FTR, my stance on this:

- I'm not happy to support anything that wants to remove police. More training: yes. Tougher penalties for people abusing police power: yes. But removing one of most effective stabilizers in the society: no. For all its warts, the police is important.

- While I grew up in the same house as my grandparents until I was 6 or so and while my mothers parents and other relatives walked freely in and out of the house as long as they could walk I do not want to support a movement that had any opinion on how I or anyone organize our family life

- I'm kind of a socialist at heart but sadly could never vote that way as a every socialist party around here pulls in ugly dependencies, so for now and for the foreseeable future, the second best option: support anyone who wants to leave people alone.

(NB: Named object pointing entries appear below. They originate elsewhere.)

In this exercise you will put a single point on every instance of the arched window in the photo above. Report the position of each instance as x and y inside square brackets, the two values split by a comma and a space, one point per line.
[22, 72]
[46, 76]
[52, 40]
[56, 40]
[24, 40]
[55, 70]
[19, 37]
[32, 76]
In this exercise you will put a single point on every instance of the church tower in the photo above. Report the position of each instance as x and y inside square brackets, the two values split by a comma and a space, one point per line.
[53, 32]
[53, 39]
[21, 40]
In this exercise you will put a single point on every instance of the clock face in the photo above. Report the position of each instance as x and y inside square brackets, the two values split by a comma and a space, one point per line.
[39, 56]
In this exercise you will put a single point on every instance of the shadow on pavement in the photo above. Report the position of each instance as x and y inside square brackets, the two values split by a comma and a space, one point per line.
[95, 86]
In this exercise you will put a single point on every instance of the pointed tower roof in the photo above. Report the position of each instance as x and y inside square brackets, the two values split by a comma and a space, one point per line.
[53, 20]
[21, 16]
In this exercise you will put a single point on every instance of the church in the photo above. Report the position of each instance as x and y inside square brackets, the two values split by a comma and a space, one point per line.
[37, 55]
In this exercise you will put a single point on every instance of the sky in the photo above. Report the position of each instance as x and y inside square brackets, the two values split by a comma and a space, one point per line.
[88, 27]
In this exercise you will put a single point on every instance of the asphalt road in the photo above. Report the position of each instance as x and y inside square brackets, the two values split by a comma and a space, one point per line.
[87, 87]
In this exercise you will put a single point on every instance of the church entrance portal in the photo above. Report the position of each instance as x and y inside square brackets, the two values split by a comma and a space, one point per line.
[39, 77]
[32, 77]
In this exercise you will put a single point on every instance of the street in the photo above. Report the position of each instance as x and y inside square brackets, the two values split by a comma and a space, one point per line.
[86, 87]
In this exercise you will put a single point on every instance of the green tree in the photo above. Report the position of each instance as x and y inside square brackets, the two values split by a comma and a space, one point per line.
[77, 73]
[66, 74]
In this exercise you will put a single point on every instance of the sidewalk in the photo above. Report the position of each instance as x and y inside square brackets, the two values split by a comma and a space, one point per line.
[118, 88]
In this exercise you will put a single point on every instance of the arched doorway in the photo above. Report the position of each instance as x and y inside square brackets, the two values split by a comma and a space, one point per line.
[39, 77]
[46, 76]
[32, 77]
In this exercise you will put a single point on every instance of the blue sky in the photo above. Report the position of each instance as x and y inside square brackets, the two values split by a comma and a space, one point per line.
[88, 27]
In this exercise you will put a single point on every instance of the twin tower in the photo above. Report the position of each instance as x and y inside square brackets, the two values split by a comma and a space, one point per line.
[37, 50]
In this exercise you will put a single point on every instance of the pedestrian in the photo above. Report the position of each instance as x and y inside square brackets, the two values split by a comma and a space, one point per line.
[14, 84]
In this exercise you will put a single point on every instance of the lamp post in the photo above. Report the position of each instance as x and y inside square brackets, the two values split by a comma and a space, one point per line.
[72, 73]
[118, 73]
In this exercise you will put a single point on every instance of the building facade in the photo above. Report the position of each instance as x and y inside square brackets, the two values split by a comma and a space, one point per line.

- As this movement had started to try to tear down Churchill - not the bravest ot noblest man - but arguably one of those whose actions mattered most to reduce police brutality (Gestapo) and racism in Europe and no one is stopping them I've concluded that this movement is beyond repair. (Anyone should feel free to prove me wrong here by turning that movement around.)

Edit:

- some clarification

- also, based on the feedback so far: am I misunderstanding something (I had a misunderstanding a few days ago where someone meant nazi but used an euphemisms that I didn't catch in that context.)

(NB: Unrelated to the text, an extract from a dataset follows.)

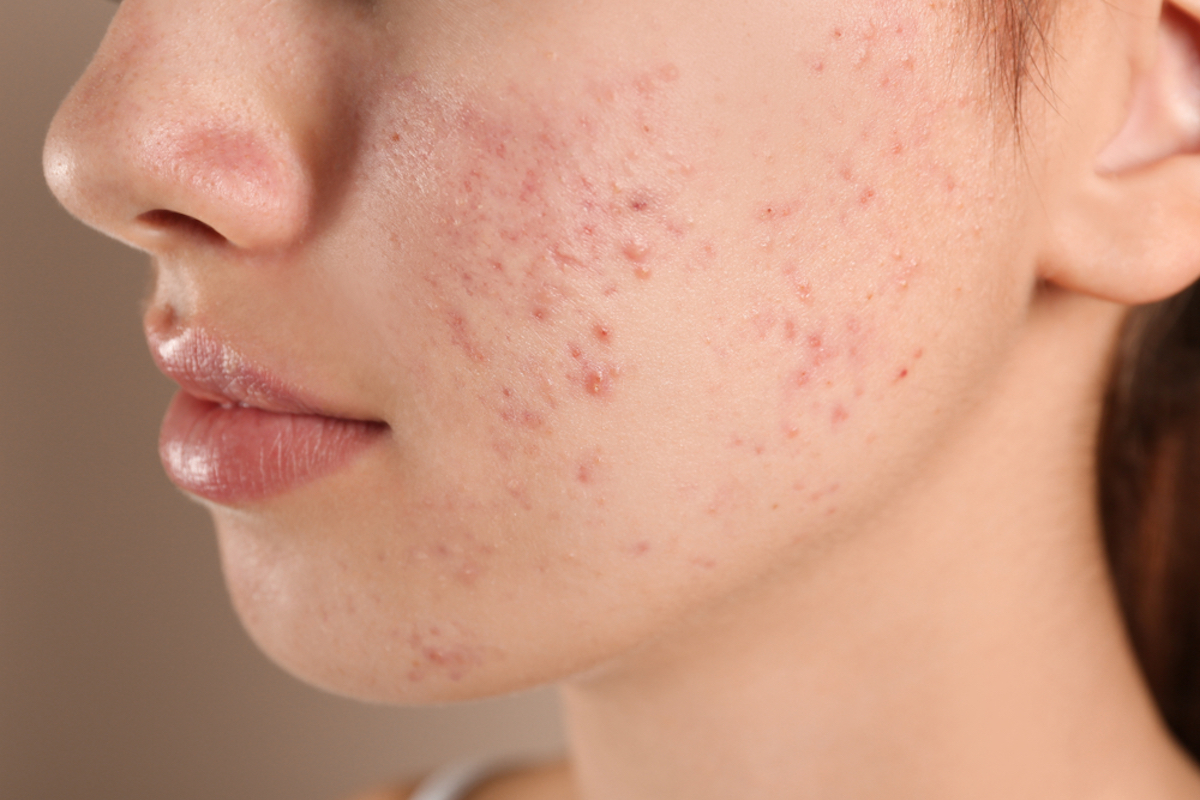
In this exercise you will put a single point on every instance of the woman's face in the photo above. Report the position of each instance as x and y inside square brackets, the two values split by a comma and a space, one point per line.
[652, 296]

  • > I do not want to support a movement that had any opinion on how I or anyone organize our family life

    You belong to a culture and a nation which already enforces strong opinions on how its members organize our family lives. Therefore, it's a fair question to ask how effective those opinions are, and whether different opinions might be more effective.

    • > You belong to a culture and a nation which already enforces strong opinions on how its members organize our family lives.

      Can you explain?

      (My understanding is that my nation cares less about how people organize their lives than it has done for at least 900 years.

      People live together 3 generations, other live as single, others as unmarried couples, married couples and everything in between.)

      1 reply →

What has it to do with racism though?

What is the other extended familiy model? family clans? What would be the practical difference? Are the no disadvantages?

Exactly these political issues, which I have no strong opinion on, are randomly added to issues of police violence that makes the whole movement look very dishonest.

Where in the western world are people that tell you how to structure your family?

  • The American nuclear family was supported by the state, notably through housing policy; for instance, the best neighborhoods in the country have "single family zoning", which literally prohibit extended families in suburban neighborhoods. In fact: even after redlining, which persisted in many forms into our own lifetimes, many areas are still single-family zoned. These zoning ordinances are all turn-of-the-20th-century racist devices.

    The movement isn't dishonest. Its critics are simply ignorant. That's not surprising; they've been kept in ignorance deliberately.

    • Of course better off people prefer these areas to high density housing. Even better off people might get into gated communities, which could be called extended family just as well. And this is a far worse situation.

      Yes, the suburban happy family living the American dream might be a touch too idealistic, harsh building regulation might drive prices which disadvantages poor demographics and there were maybe people that used it for racist purposes. Doesn't mean everyone did. And high density housing is probably a lot more stressful even without a family apart from the most expensive options available.

      4 replies →

Edits, ahh you confuse the western family as being just a non extended family.

The criticism is against all families, extended or not. The idea from Marxism is that tribalism starts in the family unit. The aim is to get the village to raise the child, not just allow the grandmother to lend a hand.

The western family includes the European models, it doesn't only contain the Protestant isolated family structure.

Your question should therefore be re written as "why does advocating for having a family to be made up of people not related to the child be seen as problematic"?